3. Well, they’re at least all going to be judgey and conservative. Yeah right. Like any school, you will have people of all different attitudes and morals. Find the people you fit in with best and you’ll be fine, just as with any other school.
4. The purpose of a religious class is to convert you to the school’s affiliated religion. This could not be more wrong. Although there are one or two classes based in Lutheranism, the school offers a large multitude of classes about any religion or culture you could think of, as well as different courses on specific ethics and aspects of religion itself that could interest you. The goal of these classes is to have open discussion about the concepts of religion, rather than trying to push you in any one direction.
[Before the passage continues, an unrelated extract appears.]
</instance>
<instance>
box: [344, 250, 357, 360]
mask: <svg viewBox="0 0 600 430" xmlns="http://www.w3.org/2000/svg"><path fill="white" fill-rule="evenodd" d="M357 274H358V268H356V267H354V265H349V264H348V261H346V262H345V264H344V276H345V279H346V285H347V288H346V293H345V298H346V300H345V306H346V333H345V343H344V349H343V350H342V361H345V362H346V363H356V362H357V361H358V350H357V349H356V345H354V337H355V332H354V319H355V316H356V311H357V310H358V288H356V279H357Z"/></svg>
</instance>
5. Okay, I might not be forced to convert, but I will definitely hate the religious classes. Definitely not. Although it might be a matter of taste, I find the study of different religions and how they influence our societies and our world to be eye-opening and constantly entertaining and interesting. From my friends who attended religious high schools, I have also learned that these classes are much more open to interpretation and diverse than their high school religious classes, so don’t knock it until you try it.
6. I don’t think it’s right to talk about religion in a school setting. This is up to your personal opinion, but I’m going to go with the “don’t knock it until you try it” saying again. Although I was skeptical at first, I have learned so much about faith and pluralism, as well as how to better understand people’s identities and values in general. It’s become a taboo subject in many schools, but discussing the idea of religion openly has made me realize how important it is to be aware of the communicative issues surrounding it. If we talk about aspects of race, gender and culture in school, then why not religion as well, especially in a time where religion can be frightening to us?
7. Well, I will be forced to go to church there. Never. Chapel hour and services are 100% optional, and no one will ever make you feel pressured to participate.
8. I guess, but there will never be any parties because it’s a “dry campus”. While it is true that Cal Lutheran is a dry campus, there are still parties if you know where to find them. Although it can be more difficult to find on-campus parties because of the lack of Greek life at the school, usually you will know someone or be the person who knows what’s going on off-campus that weekend. It’s college, people!
9. Okay, you’ve got me. But, if none of these things are true, then what does a religious school have to offer? Everything non-religious colleges have and more! I promise, religion is not Cal Lutheran’s make it or break it formula. Just come and see.